The food retailer continues to seek to overturn the existing temporary restraining order granted by the Washington State Court on Nov. 3, which Albertsons said was based on the incorrect assertion that payment of the special dividend would impair the company’s ability to compete while its proposed merger with The Kroger Co. is under antitrust review. This order, which restrains the company from paying the special dividend, remains in effect until Nov. 10, unless within that time, an order is entered extending or dismissing the temporary restraining order.

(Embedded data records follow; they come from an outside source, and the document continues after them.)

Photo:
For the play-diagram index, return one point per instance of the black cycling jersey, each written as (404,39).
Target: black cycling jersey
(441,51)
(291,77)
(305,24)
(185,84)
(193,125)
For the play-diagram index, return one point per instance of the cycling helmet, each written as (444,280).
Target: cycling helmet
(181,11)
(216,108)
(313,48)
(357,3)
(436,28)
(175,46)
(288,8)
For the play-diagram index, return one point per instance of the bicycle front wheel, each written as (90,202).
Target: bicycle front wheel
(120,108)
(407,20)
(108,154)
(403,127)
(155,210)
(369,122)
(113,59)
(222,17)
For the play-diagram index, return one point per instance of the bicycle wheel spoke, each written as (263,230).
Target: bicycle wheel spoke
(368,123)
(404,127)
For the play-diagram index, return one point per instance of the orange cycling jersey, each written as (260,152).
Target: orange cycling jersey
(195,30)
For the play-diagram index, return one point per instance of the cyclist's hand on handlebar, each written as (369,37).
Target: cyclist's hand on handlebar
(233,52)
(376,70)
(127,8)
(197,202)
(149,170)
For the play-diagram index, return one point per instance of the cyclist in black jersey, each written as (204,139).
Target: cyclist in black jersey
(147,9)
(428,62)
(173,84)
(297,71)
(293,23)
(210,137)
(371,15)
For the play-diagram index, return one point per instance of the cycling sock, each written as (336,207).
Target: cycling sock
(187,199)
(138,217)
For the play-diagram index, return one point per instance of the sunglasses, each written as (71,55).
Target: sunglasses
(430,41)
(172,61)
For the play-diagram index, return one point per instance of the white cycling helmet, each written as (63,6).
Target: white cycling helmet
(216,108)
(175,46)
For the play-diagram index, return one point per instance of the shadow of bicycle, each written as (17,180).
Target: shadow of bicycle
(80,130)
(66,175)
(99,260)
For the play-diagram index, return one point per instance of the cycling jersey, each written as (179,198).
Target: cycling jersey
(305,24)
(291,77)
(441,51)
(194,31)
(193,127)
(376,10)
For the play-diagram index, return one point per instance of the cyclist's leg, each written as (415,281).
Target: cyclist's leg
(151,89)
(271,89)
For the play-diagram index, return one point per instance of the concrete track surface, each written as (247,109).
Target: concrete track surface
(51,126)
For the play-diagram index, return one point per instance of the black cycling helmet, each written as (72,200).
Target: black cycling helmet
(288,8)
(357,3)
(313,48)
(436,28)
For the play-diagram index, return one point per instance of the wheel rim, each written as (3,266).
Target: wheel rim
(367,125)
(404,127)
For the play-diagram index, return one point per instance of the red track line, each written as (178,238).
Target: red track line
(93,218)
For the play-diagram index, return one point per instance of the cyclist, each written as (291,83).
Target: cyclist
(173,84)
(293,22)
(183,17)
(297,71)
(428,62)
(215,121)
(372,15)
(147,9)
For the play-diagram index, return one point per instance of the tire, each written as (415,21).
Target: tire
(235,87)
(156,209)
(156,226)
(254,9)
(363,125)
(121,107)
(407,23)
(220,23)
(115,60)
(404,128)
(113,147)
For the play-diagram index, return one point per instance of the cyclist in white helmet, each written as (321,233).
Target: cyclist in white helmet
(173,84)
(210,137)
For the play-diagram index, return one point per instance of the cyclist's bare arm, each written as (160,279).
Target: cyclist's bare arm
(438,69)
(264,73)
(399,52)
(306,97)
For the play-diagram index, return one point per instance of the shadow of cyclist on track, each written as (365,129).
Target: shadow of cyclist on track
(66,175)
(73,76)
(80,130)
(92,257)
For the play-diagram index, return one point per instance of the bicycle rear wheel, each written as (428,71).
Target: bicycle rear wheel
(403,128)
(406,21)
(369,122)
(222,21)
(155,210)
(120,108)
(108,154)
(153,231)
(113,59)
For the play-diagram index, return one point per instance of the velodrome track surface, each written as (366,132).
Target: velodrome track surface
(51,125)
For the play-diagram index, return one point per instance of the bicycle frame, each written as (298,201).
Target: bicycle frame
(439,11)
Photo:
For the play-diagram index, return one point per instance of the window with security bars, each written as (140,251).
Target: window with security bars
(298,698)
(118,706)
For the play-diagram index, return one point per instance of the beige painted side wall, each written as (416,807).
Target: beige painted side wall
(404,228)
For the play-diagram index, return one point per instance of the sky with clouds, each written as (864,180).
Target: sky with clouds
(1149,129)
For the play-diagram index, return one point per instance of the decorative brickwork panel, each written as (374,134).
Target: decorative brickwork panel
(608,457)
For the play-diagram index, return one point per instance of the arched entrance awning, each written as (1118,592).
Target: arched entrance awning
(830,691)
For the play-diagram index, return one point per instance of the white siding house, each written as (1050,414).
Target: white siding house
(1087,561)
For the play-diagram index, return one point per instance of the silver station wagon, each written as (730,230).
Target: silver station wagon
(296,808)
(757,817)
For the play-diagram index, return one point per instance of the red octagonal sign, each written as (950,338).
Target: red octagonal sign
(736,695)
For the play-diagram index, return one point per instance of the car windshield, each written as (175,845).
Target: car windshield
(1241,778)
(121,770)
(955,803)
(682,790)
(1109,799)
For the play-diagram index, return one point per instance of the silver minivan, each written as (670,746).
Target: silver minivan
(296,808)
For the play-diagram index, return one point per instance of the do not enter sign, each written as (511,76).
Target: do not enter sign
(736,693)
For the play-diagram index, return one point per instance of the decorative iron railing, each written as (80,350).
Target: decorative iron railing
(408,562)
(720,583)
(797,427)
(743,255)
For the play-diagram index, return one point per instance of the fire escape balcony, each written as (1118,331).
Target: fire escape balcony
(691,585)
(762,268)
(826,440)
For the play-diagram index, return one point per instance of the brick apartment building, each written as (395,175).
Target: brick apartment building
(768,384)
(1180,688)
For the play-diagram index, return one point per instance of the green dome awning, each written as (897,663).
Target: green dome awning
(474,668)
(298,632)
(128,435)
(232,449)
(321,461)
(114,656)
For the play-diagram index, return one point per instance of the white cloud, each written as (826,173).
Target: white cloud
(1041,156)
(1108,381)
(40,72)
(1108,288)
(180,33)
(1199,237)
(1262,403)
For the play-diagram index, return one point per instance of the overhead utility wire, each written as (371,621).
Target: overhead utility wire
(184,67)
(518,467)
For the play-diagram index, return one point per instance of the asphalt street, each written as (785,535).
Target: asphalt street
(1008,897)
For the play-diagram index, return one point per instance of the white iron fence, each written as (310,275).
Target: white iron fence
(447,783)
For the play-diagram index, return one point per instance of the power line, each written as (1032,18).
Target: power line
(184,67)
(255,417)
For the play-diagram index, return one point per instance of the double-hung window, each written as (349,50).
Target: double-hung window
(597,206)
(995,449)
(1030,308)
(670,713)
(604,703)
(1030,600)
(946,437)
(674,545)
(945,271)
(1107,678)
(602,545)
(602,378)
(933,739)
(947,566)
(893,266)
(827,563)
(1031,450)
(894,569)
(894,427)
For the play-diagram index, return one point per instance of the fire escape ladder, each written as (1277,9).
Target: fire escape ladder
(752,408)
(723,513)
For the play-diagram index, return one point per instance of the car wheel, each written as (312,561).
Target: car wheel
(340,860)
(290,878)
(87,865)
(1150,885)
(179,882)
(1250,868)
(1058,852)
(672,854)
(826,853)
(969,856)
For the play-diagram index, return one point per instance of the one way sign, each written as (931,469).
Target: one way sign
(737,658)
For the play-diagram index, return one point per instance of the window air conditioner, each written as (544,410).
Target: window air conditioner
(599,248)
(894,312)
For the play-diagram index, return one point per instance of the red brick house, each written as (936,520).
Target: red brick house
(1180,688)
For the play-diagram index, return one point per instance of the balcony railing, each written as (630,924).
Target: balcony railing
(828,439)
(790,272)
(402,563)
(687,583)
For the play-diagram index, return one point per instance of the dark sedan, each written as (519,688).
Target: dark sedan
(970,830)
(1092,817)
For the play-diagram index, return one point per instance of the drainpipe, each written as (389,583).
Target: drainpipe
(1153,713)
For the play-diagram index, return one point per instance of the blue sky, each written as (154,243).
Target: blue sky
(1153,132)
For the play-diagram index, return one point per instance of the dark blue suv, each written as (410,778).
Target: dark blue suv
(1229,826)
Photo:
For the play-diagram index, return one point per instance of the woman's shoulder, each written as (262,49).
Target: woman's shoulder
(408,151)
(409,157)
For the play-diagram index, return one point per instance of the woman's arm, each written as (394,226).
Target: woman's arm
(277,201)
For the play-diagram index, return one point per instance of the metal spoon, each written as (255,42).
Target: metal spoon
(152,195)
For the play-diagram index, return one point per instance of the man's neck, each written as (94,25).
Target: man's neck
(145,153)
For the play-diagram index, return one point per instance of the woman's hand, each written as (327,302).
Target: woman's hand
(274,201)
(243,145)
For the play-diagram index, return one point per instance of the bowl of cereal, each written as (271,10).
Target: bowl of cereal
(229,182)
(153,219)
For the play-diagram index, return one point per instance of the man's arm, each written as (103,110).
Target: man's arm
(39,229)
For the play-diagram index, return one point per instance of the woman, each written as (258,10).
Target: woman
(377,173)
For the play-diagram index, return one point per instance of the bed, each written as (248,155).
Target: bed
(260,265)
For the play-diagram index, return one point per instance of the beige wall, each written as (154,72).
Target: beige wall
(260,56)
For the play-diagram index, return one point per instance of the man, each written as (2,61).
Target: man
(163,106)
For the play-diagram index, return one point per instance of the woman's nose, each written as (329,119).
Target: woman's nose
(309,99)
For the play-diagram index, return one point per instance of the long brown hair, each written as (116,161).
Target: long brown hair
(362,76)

The proposed merger with Kroger was revealed last month. Kroger said that it intends to buy Albertsons for $34.10 a share, for a total enterprise value of approximately $24.6 billion. According to Kroger CEO Rodney McMullen, a merger with Albertsons creates a national supermarket footprint of nearly 5,000 stores reaching 85 million households in 48 states, allowing the combined company to create an experience for customers and associates "unlike anything else."
Meanwhile, Albertsons continued to maintain that the lawsuit brought by the state of Washington is meritless and provides no legal basis for canceling or postponing a dividend that has been unanimously approved by Albertsons’ board of directors. After payment of the special dividend, Albertsons will have approximately $3.0 billion of liquidity, including approximately $500 million in cash and approximately $2.5 billion available under its already existing asset-based lending facility, and expects to continue to generate strong revenues and positive free cash flow, further increasing liquidity. The company is confident that it will continue to make strategic progress following the payment of the special dividend, given its strong cash flows and low debt profile.
Following a market share gain in the first quarter, the grocer recently shared encouraging results for its second quarter of fiscal 2022, ending Sept. 10. Net sales and other revenue was up to $17.9 billion for the quarter, compared with $16.5 billion during the same 12 weeks in 2021. The rise was driven by an uptick in identical sales and higher fuel sales, with price inflation driving the identical-sales increase. The identical-sales increase was 7.4%, while digital sales rose by 36%.
In a statement from the company, Albertsons indicated that it remains fully committed to investing in the associates, stores and digital capabilities that have made its recent growth and strong performance possible.
Boise, Idaho-based Albertsons operates more than 2,200 retail stores with 1,700-plus pharmacies, 402 associated fuel centers, 22 dedicated distribution centers and 20 manufacturing facilities. It operates stores across 34 states and the District of Columbia under 24 well-known banners, among them Albertsons, Safeway, Vons, Jewel-Osco, Shaw’s, Acme, Tom Thumb, Randalls, United Supermarkets, Pavilions, Star Market, Haggen, Carrs, Kings Food Markets and Balducci’s Food Lovers Market. Albertsons is No. 9 on The PG 100, Progressive Grocer’s 2022 list of the top food and consumables retailers in North America. Cincinnati-based Kroger is No. 4 on the list.